Un'emozione più forte di quando vincevo io

D opo la prima vittoria in coppa di Federica, in tantissimi mi hanno chiesto cos'ho provato e io non ho fatto che rispondere a tutti «tanta gioia, per lei». Perché cos'altro può desiderare una madre se non la felicità dei figli? Ma ora che sono davanti al computer e mi rifaccio la domanda, rispondo diversamente. Quel che ho provato è stato un senso di liberazione, perché era da anni che Fede inseguiva la vittoria, sfiorata tante volte, ma sempre sfuggita. Sembrava non ce la dovesse fare mai, era spesso fra le migliori, sì, ma anche nelle sue giornate di grazia ce n'era sempre almeno una più brava di lei.

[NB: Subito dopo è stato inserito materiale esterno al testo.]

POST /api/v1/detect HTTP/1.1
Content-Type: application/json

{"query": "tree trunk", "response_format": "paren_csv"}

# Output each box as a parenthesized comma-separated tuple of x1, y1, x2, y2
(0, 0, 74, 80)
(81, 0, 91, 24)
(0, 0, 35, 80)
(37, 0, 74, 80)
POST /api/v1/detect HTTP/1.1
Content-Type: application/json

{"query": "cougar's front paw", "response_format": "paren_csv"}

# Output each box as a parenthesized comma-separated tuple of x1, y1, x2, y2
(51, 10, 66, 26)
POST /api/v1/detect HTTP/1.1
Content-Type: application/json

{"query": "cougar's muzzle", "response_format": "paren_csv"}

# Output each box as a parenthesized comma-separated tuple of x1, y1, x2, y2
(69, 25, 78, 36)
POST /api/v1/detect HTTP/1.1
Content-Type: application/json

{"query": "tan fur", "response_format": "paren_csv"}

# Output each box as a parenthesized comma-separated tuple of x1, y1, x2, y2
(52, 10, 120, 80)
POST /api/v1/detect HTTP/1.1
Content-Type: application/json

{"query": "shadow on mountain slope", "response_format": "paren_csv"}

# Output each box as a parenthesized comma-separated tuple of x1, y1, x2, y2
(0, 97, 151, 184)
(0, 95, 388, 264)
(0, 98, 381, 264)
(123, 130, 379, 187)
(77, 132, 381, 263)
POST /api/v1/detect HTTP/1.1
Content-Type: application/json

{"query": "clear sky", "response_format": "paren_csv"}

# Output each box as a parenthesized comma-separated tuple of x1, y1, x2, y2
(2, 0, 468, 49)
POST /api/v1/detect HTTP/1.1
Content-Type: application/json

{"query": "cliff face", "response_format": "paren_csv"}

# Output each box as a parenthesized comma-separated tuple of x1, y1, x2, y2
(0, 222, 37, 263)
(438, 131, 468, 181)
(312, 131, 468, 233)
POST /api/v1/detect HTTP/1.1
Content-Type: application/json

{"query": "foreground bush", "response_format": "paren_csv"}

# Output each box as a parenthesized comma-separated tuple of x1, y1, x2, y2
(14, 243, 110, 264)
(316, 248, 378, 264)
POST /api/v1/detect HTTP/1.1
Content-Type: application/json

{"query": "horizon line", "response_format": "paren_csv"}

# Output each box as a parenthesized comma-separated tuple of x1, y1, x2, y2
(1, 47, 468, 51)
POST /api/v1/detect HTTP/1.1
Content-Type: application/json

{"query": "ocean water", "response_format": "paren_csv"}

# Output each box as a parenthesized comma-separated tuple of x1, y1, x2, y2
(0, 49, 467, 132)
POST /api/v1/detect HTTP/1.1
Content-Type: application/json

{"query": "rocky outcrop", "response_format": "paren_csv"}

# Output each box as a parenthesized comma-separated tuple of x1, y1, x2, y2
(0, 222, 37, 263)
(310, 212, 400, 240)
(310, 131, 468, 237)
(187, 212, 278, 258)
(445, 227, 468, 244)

E allora i dubbi crescevano, come la paura di non essere in grado di raggiungere la vittoria.

Ieri, durante la seconda manche, quando ho sentito quel momento così vicino, ero talmente tesa che guardavo e non vedevo, solo le urla dei tifosi mi dicevano come stava andando, la luce verde sul grande schermo mi dava conforto, ma lei, che volava coi suoi sci sul ghiaccio, era solo un'ombra sfumata fra le lacrime. Poi è finita. Aveva vinto davvero. E ora le dico grazie per l'emozione che mi ha dato, nettamente superiore a quella provata quando a vincere ero stata io.